Trump has already granted a number of pardons, the most notable being that of the political consultant Roger Stone, whose jail sentence for witness tampering and lying to Congress was commuted in July. However, Pew Research notes that Trump has only granted clemency 44 times during his time in office, a fraction of the more than 2,000 times clemency was granted by Barack Obama.

Can Donald Trump pardon himself?

According to the BBC, experts are divided on exactly whether a President has the power to bestow a pardon upon themselves before leaving office, pointing to the fact that according to the justice department, President Richard Nixon (1969-74) could not pardon himself "under the fundamental rule that no-one may be a judge in his own case." They also note, however, that many political commentators have already argued that there is nothing in the US constitution that explicitly bars a President from issuing such pardons, as unusual and seemingly improper that might be. Then again, we might argue that throughout his time in office, President Trump hasn't seemed to care if his behavior has been considered improper.

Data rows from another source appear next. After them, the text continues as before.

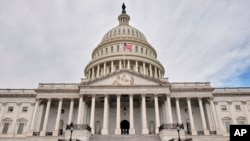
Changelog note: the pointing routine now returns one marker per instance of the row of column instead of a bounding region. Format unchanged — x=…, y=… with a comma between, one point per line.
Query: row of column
x=96, y=72
x=131, y=114
x=46, y=117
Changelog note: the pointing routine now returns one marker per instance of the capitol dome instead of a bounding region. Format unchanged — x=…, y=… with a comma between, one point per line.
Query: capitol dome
x=124, y=48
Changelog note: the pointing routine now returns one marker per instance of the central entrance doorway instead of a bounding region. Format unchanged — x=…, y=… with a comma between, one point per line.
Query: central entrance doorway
x=125, y=127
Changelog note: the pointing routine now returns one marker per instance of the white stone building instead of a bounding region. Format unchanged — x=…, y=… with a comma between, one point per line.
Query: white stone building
x=124, y=95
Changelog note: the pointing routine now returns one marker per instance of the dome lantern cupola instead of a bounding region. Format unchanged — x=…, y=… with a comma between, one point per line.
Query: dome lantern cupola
x=123, y=18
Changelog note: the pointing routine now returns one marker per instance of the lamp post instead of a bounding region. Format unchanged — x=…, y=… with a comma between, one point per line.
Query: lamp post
x=71, y=128
x=178, y=130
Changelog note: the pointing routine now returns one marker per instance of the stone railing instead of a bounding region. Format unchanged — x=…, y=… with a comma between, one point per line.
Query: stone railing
x=79, y=127
x=171, y=126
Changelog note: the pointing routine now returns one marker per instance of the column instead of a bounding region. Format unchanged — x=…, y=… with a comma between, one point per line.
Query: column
x=56, y=131
x=231, y=109
x=89, y=76
x=150, y=70
x=155, y=72
x=136, y=66
x=104, y=68
x=105, y=116
x=206, y=132
x=157, y=117
x=71, y=110
x=131, y=115
x=244, y=103
x=218, y=131
x=178, y=110
x=98, y=71
x=45, y=123
x=144, y=116
x=34, y=117
x=193, y=130
x=169, y=110
x=128, y=64
x=118, y=115
x=144, y=68
x=93, y=73
x=79, y=115
x=120, y=64
x=92, y=115
x=112, y=66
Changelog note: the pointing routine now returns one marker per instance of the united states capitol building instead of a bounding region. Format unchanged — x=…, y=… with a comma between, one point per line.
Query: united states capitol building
x=123, y=96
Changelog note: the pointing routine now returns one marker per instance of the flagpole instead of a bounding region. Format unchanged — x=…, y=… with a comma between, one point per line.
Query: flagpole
x=124, y=49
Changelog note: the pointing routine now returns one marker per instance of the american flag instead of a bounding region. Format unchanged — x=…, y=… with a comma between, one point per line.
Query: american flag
x=127, y=46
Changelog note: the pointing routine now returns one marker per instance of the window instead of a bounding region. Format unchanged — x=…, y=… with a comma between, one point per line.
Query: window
x=117, y=48
x=10, y=109
x=227, y=126
x=223, y=108
x=237, y=108
x=25, y=109
x=5, y=128
x=241, y=120
x=111, y=49
x=20, y=128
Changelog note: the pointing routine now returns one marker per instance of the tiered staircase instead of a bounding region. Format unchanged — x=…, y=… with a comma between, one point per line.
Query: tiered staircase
x=125, y=138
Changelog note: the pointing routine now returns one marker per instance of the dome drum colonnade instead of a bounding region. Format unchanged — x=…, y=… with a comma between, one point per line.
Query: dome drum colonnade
x=111, y=55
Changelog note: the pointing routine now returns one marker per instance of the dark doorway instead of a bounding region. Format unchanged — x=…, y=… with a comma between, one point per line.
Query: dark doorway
x=125, y=127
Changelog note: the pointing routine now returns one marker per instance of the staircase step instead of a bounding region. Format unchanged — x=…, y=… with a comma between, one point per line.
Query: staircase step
x=125, y=138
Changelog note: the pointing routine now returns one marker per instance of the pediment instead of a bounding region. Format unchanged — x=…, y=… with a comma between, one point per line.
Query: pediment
x=125, y=78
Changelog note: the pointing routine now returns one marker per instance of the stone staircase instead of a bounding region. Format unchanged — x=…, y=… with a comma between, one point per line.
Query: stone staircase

The question, though, might be a non-starter. The investigation led by Robert Mueller into Russian interference in the 2016 US Presidential election which threatened to implicate Trump failed to pin any crimes on him. So for what exactly might he be pardoning himself?

Presumptive pardons do, in fact, have precedents. Gerald Ford, for example, granted a pardon to Richard Nixon for anything that might emerge that was related to the Watergate scandal, although Nixon hadn't yet received any charges. Such a move by President Trump, applied to himself, however, would certainly be seen as an admission of guilt.